There’s no good answer here. America is built on a high degree of state autonomy, for some excellent reasons. However, this is a case where Federal clout could make positive impacts. For example, the Feds – but not the States – could tell insurers, “look, if you want to work in this country at all, you have to offer products in all 50 states.” That’s current impossible. A single regulatory framework could arguably reduce compliance costs, enable insurers to operate with a full 350 million-person pool of insured, and so on.
But Federal regulation would essentially require all Americans to agree on what it is we were doing with heathcare, something we will never do. We’re simply too diverse in our goals, our backgrounds, our basic values, and our ideas of what “government” should even be. And that isn’t a bad thing – the reason the States are autonomous is to deal with that diversity, and we typically only run into major political problems when we insist on dealing with things at a Federal level.
So it’s a quandary.
Our Federal politicians like to speak as if we, the People, have a shared set of values about healthcare. This is ludicrous, because we clearly do not. If we did, we wouldn’t be having this national debate right now.
We do not all agree that insurance companies should be required to provide someone with coverage despite pre-existing conditions. Many (often healthy) people see that as raising prices for everyone, even healthier people (which, to be fair, is what happens).
We do not all agree that every American should have health insurance. Many of us, for a variety of ideological reasons, simply don’t feel that the government should be covering health costs for people who can’t afford it, or feel that the government should perhaps only cover a subset of potential health needs, such as major medical.
We do not all agree that the States should run health care regulation. We do not all agree that the Feds should. Some feel that States should run health care as a competitive thing – people will move to where the best services are available. This has largely been disproven, as variable Medicare coverage, for example, has not triggered any kind of major exodus from one State to another, but it’s still something many people believe to be true.
Again – it’s a quandary. There’s a third argument, which is basically, “look, if we’re all so far apart on this, we should probably do nothing until we can agree.”
Be on Guard
The point of this has not been to attempt to shift you from one position to another. Frankly, I’m kind of in the third camp – this health care debate clearly demonstrates that we do not have a lot of shared ground on this subject, and that being the case, it might be inappropriate for Federal regulation. All we end up doing is coming up with really weird compromises (“we won’t tax you for not having coverage, but insurers can triple your rate if you go without coverage for too long, because clearly that’s something you can afford”), and the end result feels like everyone is having something terrible forced down their throats.

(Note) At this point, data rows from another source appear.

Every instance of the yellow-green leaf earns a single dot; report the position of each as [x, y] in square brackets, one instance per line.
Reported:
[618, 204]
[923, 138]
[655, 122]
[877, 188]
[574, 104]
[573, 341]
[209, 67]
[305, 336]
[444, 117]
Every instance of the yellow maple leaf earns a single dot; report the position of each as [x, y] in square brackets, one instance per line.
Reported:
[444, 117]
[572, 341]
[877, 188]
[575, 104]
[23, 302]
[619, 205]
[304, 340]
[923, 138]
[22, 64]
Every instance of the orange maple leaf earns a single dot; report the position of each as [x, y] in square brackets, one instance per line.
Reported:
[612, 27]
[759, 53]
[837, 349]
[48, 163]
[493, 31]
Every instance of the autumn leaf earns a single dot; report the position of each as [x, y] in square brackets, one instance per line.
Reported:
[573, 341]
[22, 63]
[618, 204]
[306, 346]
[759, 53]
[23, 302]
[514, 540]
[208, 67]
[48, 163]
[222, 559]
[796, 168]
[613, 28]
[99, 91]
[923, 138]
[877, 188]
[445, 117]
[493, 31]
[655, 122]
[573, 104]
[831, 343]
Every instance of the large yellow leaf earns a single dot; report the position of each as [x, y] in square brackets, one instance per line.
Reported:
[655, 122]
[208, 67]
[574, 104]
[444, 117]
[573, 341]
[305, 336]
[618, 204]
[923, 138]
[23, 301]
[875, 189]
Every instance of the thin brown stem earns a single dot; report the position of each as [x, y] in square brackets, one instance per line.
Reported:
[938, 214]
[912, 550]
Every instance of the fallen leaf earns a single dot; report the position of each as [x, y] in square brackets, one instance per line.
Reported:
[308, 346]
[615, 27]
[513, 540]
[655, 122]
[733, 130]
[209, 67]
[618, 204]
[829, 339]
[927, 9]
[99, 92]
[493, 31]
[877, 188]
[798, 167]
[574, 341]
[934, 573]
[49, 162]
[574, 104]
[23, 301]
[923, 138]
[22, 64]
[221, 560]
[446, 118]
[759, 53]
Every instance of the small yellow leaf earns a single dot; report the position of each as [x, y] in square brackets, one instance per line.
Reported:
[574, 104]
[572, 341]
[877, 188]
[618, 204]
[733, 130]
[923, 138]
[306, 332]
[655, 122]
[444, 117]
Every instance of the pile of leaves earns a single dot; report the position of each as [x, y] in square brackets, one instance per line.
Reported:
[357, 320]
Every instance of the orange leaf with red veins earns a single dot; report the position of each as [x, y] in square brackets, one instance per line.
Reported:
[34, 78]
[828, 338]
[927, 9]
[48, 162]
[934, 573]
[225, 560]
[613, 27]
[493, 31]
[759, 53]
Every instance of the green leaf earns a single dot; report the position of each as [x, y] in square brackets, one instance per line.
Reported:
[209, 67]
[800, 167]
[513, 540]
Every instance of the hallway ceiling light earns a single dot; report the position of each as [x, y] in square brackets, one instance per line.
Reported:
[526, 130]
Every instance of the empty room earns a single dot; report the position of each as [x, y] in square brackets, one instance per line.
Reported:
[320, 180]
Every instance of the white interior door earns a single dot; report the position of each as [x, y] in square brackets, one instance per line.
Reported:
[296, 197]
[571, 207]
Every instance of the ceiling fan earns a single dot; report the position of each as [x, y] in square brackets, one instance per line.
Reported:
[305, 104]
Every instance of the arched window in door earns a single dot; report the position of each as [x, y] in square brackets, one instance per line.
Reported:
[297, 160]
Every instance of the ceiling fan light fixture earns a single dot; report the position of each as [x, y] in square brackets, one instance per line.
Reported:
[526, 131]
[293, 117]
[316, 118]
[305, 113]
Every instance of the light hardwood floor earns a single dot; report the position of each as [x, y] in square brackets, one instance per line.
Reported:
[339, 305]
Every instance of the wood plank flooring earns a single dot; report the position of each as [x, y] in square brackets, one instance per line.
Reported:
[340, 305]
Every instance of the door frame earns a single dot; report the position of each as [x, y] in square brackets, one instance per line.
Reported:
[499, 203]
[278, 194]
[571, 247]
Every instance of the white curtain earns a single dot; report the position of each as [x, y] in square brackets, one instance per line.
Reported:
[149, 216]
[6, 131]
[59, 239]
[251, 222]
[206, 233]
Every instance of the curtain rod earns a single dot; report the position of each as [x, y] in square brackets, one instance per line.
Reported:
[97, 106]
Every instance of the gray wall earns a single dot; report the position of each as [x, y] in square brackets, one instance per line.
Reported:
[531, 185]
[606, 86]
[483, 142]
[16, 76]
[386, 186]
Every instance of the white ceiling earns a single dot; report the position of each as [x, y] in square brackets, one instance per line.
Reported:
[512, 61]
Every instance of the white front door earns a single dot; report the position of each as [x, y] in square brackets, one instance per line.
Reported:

The point of this as been to simply get you thinking. Don’t just accept the facile sound-bite spin that you hear on your favorite news channel. Think about the economics of health care, and maybe be a little open to recognizing the ludicrousness of some of our basic positions, like the fact that health care is some kind of “free market.” Whatever your position, evaluate what your representatives in government are doing based on a healthy dose of skepticism, and a recognition that a huge chunk of the country probably disagrees with you for reasons which are, for them, just as valid as your own.